As soon as they come in, the therapists evaluate them and then educate them regarding falls and safety awareness. We inform the relatives what the patient can and cannot do, about falls and safety awareness and also give them adaptive devices if needed.
Our physical and occupational therapists are very well versed in providing pain management. through their manual techniques, joint manipulation and modalities. We use hot packs and ultra-sound, applying them to the joints on the physician’s orders. We can monitor pain relief too.
What about prevention programs?
We have fall prevention techniques. We participate in a lot of quality assurance projects. Elderly people are bound to have falls. So, we try to prevent these falls or prevent them from being endured. We try to avoid the development of tightness and contractures, so that patients’ limbs can be free and do not become weaker. We prevent pressure ulcers, making sure the skin is intact. We like patients to stay as mobile as possible.
I heard that you have a bionic legs machine.
This is state of the art equipment, used when a person is weak on their legs and their balance is off. This can be used to aid the patient in walking and can help to accelerate recovery.
Do you give patients massages?
Part of the treatment will be mobilization and massage, if it is needed and if it is prescribed by the doctor. This applies to someone coming in with burns or operations on the shoulders with lymphedema.
Patients who have difficulty in breathing and have respiratory problems can have aromatherapy inside the room by themselves. It can stimulate proper exercises and breathing techniques. Not everyone can have it as some people may be allergic.
Do you provide therapies for seniors with severe conditions?

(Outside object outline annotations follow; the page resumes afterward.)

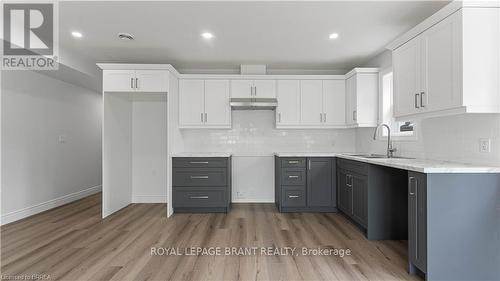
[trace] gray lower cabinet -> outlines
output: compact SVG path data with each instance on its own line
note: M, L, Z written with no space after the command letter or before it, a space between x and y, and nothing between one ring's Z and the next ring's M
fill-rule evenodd
M338 169L339 209L363 228L368 225L368 177L340 162Z
M408 172L408 260L410 271L427 272L427 179Z
M231 158L174 157L174 212L228 212L231 207Z
M331 157L275 157L275 198L280 212L335 212L336 173Z

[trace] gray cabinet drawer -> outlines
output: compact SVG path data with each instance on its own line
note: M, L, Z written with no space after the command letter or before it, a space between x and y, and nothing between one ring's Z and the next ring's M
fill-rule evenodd
M283 185L305 185L306 170L300 168L281 169L281 183Z
M281 204L283 207L305 207L306 189L300 186L283 186Z
M214 188L210 190L193 188L174 188L174 208L193 207L226 207L226 189L225 187Z
M368 175L368 165L363 162L348 160L348 159L338 159L337 165L339 168L349 171L350 173L357 173L360 175Z
M227 158L219 157L175 157L172 159L174 168L224 168Z
M226 186L226 168L174 169L173 186Z
M306 167L306 159L305 158L292 158L292 157L281 158L281 167L282 168L305 168Z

It depends on how serious it is. We will only touch someone if they have been medically cleared by the doctor. If a patient has multiple fractures, multiple injuries, internal organs are shutting down. once the doctor has cleared him or her, we can start our weight-bearing checks, monitoring vital signs, to see how they can breathe, talk, move their eyes, fingers, or their hands; then hopefully they can sit up and then they can walk.